Les années soixante furent aussi celles où je fis la connaissance
d’un groupe de chercheurs et d’artistes, l’Association française de
cybernétique et des systèmes généraux, fondée par Louis Couffignal
et présidée par Léon-Jacques Delpech, professeur en psychologie à la Sorbonne.
Le but de cette association était d’introduire la cybernétique en France. On y
trouvait des psychologues, des médecins, des anthropologues, des physiciens,
des informaticiens, des mathématiciens, des philosophes, tout autant que des
musiciens, des plasticiens, des architectes, et quelques bricoleurs tous
azimuts, ce qui différenciait cette association des autres.

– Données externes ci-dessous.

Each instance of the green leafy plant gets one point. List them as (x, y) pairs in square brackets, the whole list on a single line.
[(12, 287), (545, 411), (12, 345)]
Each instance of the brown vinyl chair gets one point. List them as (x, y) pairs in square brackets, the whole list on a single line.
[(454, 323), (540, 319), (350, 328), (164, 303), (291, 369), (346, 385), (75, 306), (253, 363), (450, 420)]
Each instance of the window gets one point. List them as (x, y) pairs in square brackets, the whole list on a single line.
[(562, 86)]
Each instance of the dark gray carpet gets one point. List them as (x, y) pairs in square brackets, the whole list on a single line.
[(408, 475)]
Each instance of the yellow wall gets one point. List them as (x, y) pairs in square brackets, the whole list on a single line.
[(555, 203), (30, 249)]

Une réunion avait
lieu à la Sorbonne, salle Cavaillès, tous les mois de l’année universitaire au
cours de laquelle l’un des membres faisait un exposé qui donnait lieu à des
discussions passionnées, parfois proches du Congrès
de futurologie, célèbre roman de science-fiction de Stanislas Lem, qui se terminaient tardivement dans un des bistros
voisins. Voici quelques titres d’exposés : « De la métaphysique à la
Méta-arithmétique », « Projection temporo-spatiale de la
mémoire », « Cybernétique de l’évolution », « Aspects
cybernétiques dans la recherche esthétique-logique », « Notion
d’entropie appliquée à la prévision psychologique de l’avenir »,
« L’ordinateur peut-il créer ? », « Art et
cybernétique ».
Le secrétaire général de l’Association était Abraham Moles, un
ingénieur doté d’une solide expérience dans le domaine musical et acoustique où
il mena des recherches originales, connu pour ses travaux en sociologie et en
psychologie et dans ce qui devint plus tard les sciences de la communication.

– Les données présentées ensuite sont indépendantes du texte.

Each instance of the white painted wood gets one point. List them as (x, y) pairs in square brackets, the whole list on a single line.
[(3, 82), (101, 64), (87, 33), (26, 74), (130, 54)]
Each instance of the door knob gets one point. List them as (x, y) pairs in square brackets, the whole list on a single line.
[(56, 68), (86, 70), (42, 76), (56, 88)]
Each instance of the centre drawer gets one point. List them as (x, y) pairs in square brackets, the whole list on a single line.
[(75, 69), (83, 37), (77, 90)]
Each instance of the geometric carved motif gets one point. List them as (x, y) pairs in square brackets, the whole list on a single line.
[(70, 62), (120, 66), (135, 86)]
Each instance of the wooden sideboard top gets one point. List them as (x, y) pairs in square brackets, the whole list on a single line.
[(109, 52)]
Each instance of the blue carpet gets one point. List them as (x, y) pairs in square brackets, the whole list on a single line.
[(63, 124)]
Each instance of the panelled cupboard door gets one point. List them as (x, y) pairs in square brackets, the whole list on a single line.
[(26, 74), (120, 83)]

Il fut parmi les tous premiers à appliquer la théorie de l’information à la
perception esthétique Dans son livre, Perception
esthétique et théorie de l’information, 1 paru en 1958, il soutenait que l’information
esthétique d’une œuvre dépendait de l’imprévisibilité du signal (visuel ou
sonore) perçu par le récepteur. Publication suivie 13 ans après d’un ouvrage
qui fit date à son tour, L’art à
l’ordinateur 2,
et qui, prenant davantage appui sur
l’analyse des œuvres réalisées à l’ordinateur pendant ces années-là,
définissait les bases d’une esthétique
informationnelle mettant en jeu des processus permutationnels. 3
J’avais lu avec attention ces deux ouvrages, mais je pensais que l’esthétique
défendue par Moles restait trop marquée par les théories cognitivistes et
l’intelligence artificielle fondées sur la computation automatique de symboles
prédéfinis (visuels, sonores ou textuels) : une approche réduisant la
pensée à du calcul. Les homéostats de Ross Ashby et
les tortues de Grey Walter qui relevaient d’un autre courant cybernétique m’attiraient
davantage.
Le sculpteur et plasticien Nicolas Schöffer, le compositeur Michel Philipot, l’architecte urbaniste Yona Friedman, qui suivaient
les réunions avec assiduité, nous faisaient connaître de temps à autre l’état
de leurs travaux et profiter de leurs réflexions. Loin de rester refermée sur
elle-même, cette petite communauté totalement hétérogène, interdisciplinaire et
indisciplinée, a su diffuser un nouveau savoir — critiqué souvent mais pour de
mauvaises raisons — qui a participé, avec l’explosion des technologies de l’information
et de la communication, à modifier le paysage de l’art.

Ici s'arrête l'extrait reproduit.